Kerengangan hubungan
mereka dengan Tuhan memang masalah penting dalam suatu kedamaian didalam batin
dan juga kebutuhan badan. Mereka ingin seklai menyudahi hubungan diplomatik
antara mereka dengan Setan. Sehinga panjangnya jarak yang memisahkan dapat
dikikis untuk bersegera merajut perdamaian dengan Tuhan. Dalil ekonomi pun
tidak perlu menjadi rujukan mereka untuk berafiliasi dengan setan dan Iblis. Oleh
sebab itu untuk merubah paradigma tersebut dibutuhkan kelihaian pemerintah
dalam mengelola sumber daya yang tak terbatas yang di Titipkan-nya untuk “dibagi-bagi”
secara merata demi kerukunan berTeologi yang apik.
Namun hal yang perlu
diingat adalah peran dari pada Pemimpin yang dipercaya untuk mengelola sumber
daya yang melimpah diberikan oleh Tuhan tidak semata dipruntuhkan semuanya
terhadap mereka yang punya Kuasa namun disana juga diperuntuhkan untuk para
fakir dan miskin. Sehinnga sepatutnya ketika out put dari proses produksi
sumber daya tersebut ada baiknya diberikan sekitar 5 % kepada masyarakat demi
kedamaian antara mereka dengan Tuhan, bukan hanya bersumber dari pada Pajak
saja, namun memang perlu alokasi tersendiri untuk mereka yang ditidak
beruntungkan hidupnya.
Dan atas dasar yang
sederhana tersebut aku yakin pemimpin dan rakyat tidak lagi dijajah batinnya
dengan kesuksesan masa lalu dengan ungkapan “Piye kabare ? penak zaman ku toh”.

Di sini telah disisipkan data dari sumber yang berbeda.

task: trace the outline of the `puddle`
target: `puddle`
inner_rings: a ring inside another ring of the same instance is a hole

sebab masyarakat seluruhnya merasakan suksesnya pemerintah membina negara. Dan dengan
adanya peran pemerintah yang demikian besar saya pun percaya akan kedamaian dan
kesejahteraan di negara ini. Bukan lagi hanya sekedar klaim lagi, dan saya pun
tidak perlu melihat tatapan penderitaan yang sering dijumpai setiap 100 meter
jalan dinegara ini. Bangsa ini terlalu mahal untuk dijadikan tikus percobaan,
terlalu bernilai untuk ditelantarkan, terlalu tinggi untuk direndahkan hidupnya
dengan dibandingkan dengan mereka yang memang bukan dari Bangsa asli negara
ini, dan terlalu berharga untuk dihina dengan keberpihakan pemerintah terhadap
Investor Tengik penyedot Asi ibu pertiwi ini sehinnga Pribumi asing ditanah
moyang nya sendiri.
Indonesia adalah negeri
dengan sejuta potensi kebaikan jika pemerintahnya arif dan adil dalam
memberlakukan potensi tersebut. Dan Hubungan Antara Tuhan dan masyarakat
sepenuhnya damai dan tidak terpisahkan dengan dalil-dalil ekonomi yang sempit.